Unhewn Throne 01 - The Emperor's Blades(138)



He expected Akiil to come that night. Before the dinner had finished, while the monks were still nursing the dark dregs of their tea, Kaden had left Pater with a message for his friend: Find me after the midnight bell. The bell came and went, however, a somber tolling in the darkness, without a sign of the young monk.

He spent the next two days crafting pots and mugs that Tan never bothered to inspect, the following two nights huddled in awkward positions on the small bench, trying to shrink into his robe to avoid the night’s chill. Nightmares filled his dreams—inchoate visions with no real narrative in which his father fought against a host of foes while Pyrre looked on as though nothing were amiss. It was a long time since he’d had nightmares—years, in fact. The Shin believed that disordered dreams were the product of a disordered mind. The oldest brothers claimed not to dream at all. Kaden would have been happy enough to join them, but the visions kept coming, night after night, as soon as he closed his eyes. Finally, on the third night, Akiil arrived, slipping through the wooden door just after the midnight bell.

“Nice jug,” he said, glancing at Kaden’s newest project—a large, two-handled ewer of red river clay. “Too bad we don’t have any wine to go in it.”

“’Shael can take the jug,” Kaden responded more harshly than he’d intended. “It’s been two days. What’s happening out there? Did anyone find what’s killing the goats? What’s going on with those two merchants?”

Akiil flopped onto the bench wearily and spread his hands. He looked bored. Bored and frustrated. His robe, never very clean to begin with, had dirt ground into it, a sure sign that he, like Kaden, had been spending the bulk of his days performing some sort of menial labor rather than lounging around with the strangers. He raked a mop of hair out of his eyes.

“What has been happening with the merchants is what always happens with merchants. A lot of song. A lot of dance.”

“Meaning what?”

Akiil shrugged. “Pyrre and Jakin try to sell us shit. Nin says we don’t want it. Pyrre says, ‘But surely you would enjoy a robe made of these fine silks.’ The abbot says he prefers roughspun. You’re not missing much.”

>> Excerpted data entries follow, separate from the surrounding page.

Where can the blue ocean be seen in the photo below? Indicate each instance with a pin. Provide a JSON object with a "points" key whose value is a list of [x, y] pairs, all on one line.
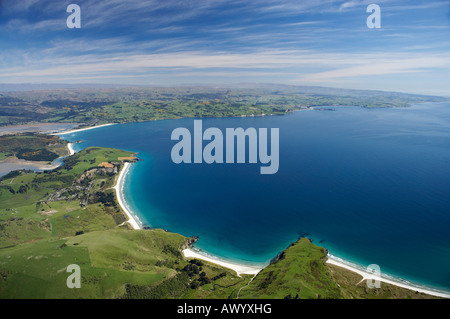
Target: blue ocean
{"points": [[370, 185]]}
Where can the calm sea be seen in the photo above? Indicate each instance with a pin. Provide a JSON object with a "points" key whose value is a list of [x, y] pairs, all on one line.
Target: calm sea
{"points": [[371, 185]]}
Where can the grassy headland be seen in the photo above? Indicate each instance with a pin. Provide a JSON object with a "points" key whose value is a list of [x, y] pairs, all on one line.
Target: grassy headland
{"points": [[70, 216]]}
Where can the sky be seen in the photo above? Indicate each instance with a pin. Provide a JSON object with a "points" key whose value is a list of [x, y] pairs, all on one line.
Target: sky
{"points": [[227, 42]]}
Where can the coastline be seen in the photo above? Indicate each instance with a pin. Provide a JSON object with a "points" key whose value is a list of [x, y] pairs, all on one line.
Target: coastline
{"points": [[254, 270], [71, 150], [238, 268], [366, 275], [132, 220], [83, 129]]}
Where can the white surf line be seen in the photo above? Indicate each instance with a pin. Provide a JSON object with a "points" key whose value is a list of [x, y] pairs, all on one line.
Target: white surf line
{"points": [[119, 191], [71, 150], [238, 268], [369, 276], [84, 129]]}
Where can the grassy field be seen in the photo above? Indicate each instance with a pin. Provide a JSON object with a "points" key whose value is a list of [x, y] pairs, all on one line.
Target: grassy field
{"points": [[70, 215], [98, 106]]}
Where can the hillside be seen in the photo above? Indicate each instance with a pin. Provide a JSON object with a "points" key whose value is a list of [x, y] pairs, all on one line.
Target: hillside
{"points": [[71, 216]]}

Kaden shook his head in frustration. “There’s something strange about those two, something … not right.”

“They’re shitty merchants, that’s for sure.” Akiil’s eyes narrowed. “Wait. How do you know? Tan’s had you locked in here the whole time.”

“I was in the dovecote,” Kaden confessed. Quickly, he ran through the whole story—the merchants’ strange entrance, the overpowering sense that Pyrre was holding something back, despite her urbane geniality, that vague suspicion that Kaden felt so powerfully but could barely articulate. “There’s something … something they’re not saying about my father,” he concluded weakly.

Akiil frowned. “Sounds like your imagination has flown the coop.”

“I didn’t imagine it.”

“Halva’s always lecturing me about how we see what we want to see. That could have happened to you. Of course, if I saw what I wanted to see, Pyrre’s breasts would be a fair amount larger.”

“Why would I want to see something troubling about my father?”

“Not that you want bad news, but it’s only natural to worry about your parents—provided you know who they are. It’s an affliction I’ve been spared.”

“I’m looking at Pyrre’s face now,” Kaden replied, his mind filling with the saama’an. For the hundredth time, he tried to pinpoint what it was about the woman’s expression that bothered him so. “There’s … something.” He sighed. “There’s something strange, but I can’t see what it is.”

“Sounds like you’ve been spending too much time buried up to your nose or running around with a blindfold on. That can do things to a man, can do things to his mind—”

“There’s nothing wrong with my mind.”

“That’s up for debate,” Akiil shot back. Then, seeing the blaze in Kaden’s eyes, he raised his hands in surrender. “But let’s assume you’re right. Still, wouldn’t Nin or Tan or one of our aged wards have noticed? I mean, you’re good at the saama’an, but they’ve been going at it hammer and tongs for decades.”

Kaden spread his hands helplessly.

“Of course,” his friend went on, a sly grin creeping onto his face, “old Shin tricks are all well and good, but there’s a way we can get some more … practical information.”